Swapped out Sonnet for GLM 5.1 and K2.6 in Claude Code for a week
The recent subsidy posts here got under my skin. Yeah the 5-hour limits went back up earlier this month but that didn't really answer the question, just made it less urgent. So last week I kept Claude Code but pointed ANTHROPIC_BASE_URL at a different provider and used GLM 5.1 plus K2.6 for the week. Both came out in April so I figured the early integration bugs would mostly be worked out.
It's a Go service I've been working on for a while. Normal week of refactors plus some test scaffolding and a couple new endpoints. Same stuff I'd usually have Sonnet do. Set GLM 5.1 as the default in the env vars, used K2.6 when I needed wider context across files. Went with one of the Anthropic-compatible aggregator routes rather than wiring two providers separately, because I didn't want to rewrite my session scripts.
GLM 5.1 surprised me. I'd written off the benchmark hype as PR but for the kind of day-to-day refactor work I do, the gap to Sonnet wasn't really noticeable after a couple days. It's more verbose than Sonnet. Double checks itself a lot more than I'd like. I can't really speak to the frontend agent stuff people are excited about because I don't do enough of it.

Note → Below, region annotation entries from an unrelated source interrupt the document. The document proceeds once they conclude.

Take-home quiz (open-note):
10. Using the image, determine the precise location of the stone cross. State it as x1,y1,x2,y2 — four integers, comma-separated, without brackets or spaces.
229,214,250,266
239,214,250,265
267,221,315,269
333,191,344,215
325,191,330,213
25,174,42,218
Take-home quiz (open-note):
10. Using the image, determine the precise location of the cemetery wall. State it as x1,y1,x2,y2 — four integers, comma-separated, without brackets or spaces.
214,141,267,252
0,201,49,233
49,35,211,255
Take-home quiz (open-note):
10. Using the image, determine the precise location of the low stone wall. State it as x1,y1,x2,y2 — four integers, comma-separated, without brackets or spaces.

K2.6 was solid for the wide-context tasks. Fed it about 80k tokens for a migration across a few packages and references tracked correctly. The weak spot is the same one I hit with every open model, custom tools with three or four nested args. Sonnet handles those fine, K2.6 needs a retry maybe a quarter of the time.
Sonnet's hallucinations are sneaky. It'll invent a function signature that looks like something the library would have. GLM's are louder, syntax compiles fine but the module it references isn't in your imports. Bad in different ways but I'd rather have the loud kind in review.
One thing that tripped me up early. The model env var names in Claude Code are tied to Sonnet and Opus, so when I set ANTHROPIC_DEFAULT_SONNET_MODEL to GLM, I forgot Opus was still pointing at the Anthropic default and was silently falling back. Burned a chunk of the first morning before I noticed. Make sure you set every model env var, not just the obvious one.
On cost. Can't give a clean comparison because subscription vs subscription is messy. But the same week of work that usually has me watching my Claude Code session burn down by Friday afternoon felt fine on the new setup. Not the meme-y "I saved 75%" story, but not a small difference either.
Latency is the one thing that hasn't really faded. Sonnet you don't notice, you just work. GLM is close. K2.6 has this little pause before each tool call, which fades in batch work but stands out when you're typing back and forth. Don't see that in any benchmark.
Anyway. Subsidy threads were what got me to actually try it instead of speculating.